La disponibilité de nouveaux traitements anticancéreux, dont les effets sur la surface oculaire restent encore sous surveillance, est un rappel crucial que les progrès thérapeutiques ne se mesurent pas seulement par l’efficacité antitumorale, mais aussi par l’impact sur la qualité de vie des patients. Le Pr Alexandre Matet fait le point sur la toxicité oculaire de ces traitements, qui pourraient représenter également un marqueur d’activité de ces derniers.
Pour la partie diabète, je vous propose d’interroger les différents biomarqueurs anatomiques évaluables en OCT, au travers d’une revue de la littérature et méta-analyse récente, afin d’obtenir des indices sur l’évolution fonctionnelle, représentant tout un pan du pronostic personnalisé qui sera bientôt sûrement bousculé par l’intelligence artificielle.
La prévalence mondiale de la myopie chez les enfants, et son association avec l’usage des dispositifs numériques, présentée par le Pr Dominique Brémond-Gignac, offre une cartographie indispensable aux cliniciens et décideurs. En fusionnant les résultats de 17 études de haute qualité, l’article montre que le cadre clinique ne peut être séparé du contexte technologique et social ; les environnements numériques façonneront les trajectoires visuelles des jeunes générations.

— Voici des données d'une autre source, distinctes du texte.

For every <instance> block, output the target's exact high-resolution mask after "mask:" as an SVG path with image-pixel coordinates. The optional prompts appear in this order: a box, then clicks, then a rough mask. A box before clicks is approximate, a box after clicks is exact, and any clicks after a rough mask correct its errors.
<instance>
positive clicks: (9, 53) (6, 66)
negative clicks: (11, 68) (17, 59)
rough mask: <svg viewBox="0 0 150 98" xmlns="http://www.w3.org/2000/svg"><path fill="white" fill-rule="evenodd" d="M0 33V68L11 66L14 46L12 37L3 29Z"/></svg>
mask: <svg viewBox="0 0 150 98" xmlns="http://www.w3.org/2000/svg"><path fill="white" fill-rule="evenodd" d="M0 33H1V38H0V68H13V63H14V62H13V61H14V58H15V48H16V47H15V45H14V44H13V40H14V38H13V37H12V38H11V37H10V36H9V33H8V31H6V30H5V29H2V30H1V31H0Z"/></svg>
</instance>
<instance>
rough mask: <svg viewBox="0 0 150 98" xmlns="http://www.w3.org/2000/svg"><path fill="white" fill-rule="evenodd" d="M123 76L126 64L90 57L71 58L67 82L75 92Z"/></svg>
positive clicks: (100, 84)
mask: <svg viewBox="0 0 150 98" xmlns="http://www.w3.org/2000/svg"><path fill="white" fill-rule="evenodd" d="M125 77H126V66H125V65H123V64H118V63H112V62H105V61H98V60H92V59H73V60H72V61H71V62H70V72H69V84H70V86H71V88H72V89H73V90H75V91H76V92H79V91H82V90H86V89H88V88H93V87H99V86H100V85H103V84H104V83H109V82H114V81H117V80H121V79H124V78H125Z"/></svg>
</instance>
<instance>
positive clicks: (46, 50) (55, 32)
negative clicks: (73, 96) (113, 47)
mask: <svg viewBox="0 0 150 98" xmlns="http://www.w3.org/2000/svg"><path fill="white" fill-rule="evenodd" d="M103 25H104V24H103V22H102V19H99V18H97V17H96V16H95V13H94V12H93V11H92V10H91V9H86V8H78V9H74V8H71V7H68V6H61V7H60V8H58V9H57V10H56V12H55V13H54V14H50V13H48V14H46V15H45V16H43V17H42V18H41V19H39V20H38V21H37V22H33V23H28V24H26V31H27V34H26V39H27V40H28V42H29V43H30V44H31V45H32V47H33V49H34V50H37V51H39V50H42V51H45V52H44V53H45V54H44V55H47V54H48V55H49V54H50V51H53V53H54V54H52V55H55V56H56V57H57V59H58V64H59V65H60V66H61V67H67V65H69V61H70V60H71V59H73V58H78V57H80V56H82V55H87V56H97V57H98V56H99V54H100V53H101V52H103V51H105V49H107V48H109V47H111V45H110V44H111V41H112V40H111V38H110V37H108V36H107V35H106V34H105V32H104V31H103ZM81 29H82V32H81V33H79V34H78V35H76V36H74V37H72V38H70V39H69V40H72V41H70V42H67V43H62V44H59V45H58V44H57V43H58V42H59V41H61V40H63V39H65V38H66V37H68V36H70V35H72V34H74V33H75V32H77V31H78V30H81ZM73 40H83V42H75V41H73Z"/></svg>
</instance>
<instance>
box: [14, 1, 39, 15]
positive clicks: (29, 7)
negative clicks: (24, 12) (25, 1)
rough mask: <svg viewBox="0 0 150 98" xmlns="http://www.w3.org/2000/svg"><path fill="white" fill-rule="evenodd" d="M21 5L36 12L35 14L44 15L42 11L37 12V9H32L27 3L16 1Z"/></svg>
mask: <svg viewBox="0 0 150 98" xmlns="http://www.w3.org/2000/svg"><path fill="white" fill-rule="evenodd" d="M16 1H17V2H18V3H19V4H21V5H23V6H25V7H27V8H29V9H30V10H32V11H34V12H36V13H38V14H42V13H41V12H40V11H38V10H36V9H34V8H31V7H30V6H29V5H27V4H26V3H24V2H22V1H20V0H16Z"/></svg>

Le phénotype décrit par le Dr Jimmy Chammas dans la liaison entre sécheresse oculaire et fibromyalgie illustre la complexité des patients et patientes souffrant de douleurs chroniques. L’évidence d’un continuum entre la douleur neuropathique et la symptomatologie oculaire suggère que la prise en charge ne peut se limiter à des mesures cliniques conventionnelles. Un regard multidimensionnel est nécessaire, intégrant évaluation sensorielle, biomarqueurs et approche thérapeutique personnalisée.
Dans une veine plus spéculative, le Dr Houda Baïz nous présente les lentilles de contact du futur – intelligentes et autoalimentées – qui ont des capacités qui dépassent la simple correction optique : détection de biomarqueurs lacrymaux, surveillance continue de la pression intraoculaire et bien d’autres paramètres.
En synthèse, ce numéro illustre une ophtalmologie en devenir, qui croise prévention, innovation technologique et approche biopsychosociale du patient. Pour que ces avancées bénéficient à chacun, il faudrait que chaque consultation soit l’occasion d’évaluer non seulement le pronostic visuel, mais aussi le bien-être, la douleur et les enjeux numériques qui conditionnent la vie quotidienne. L’avenir est à la précision et à la personnalisation : autant de leviers pour préserver la vision et la qualité de vie.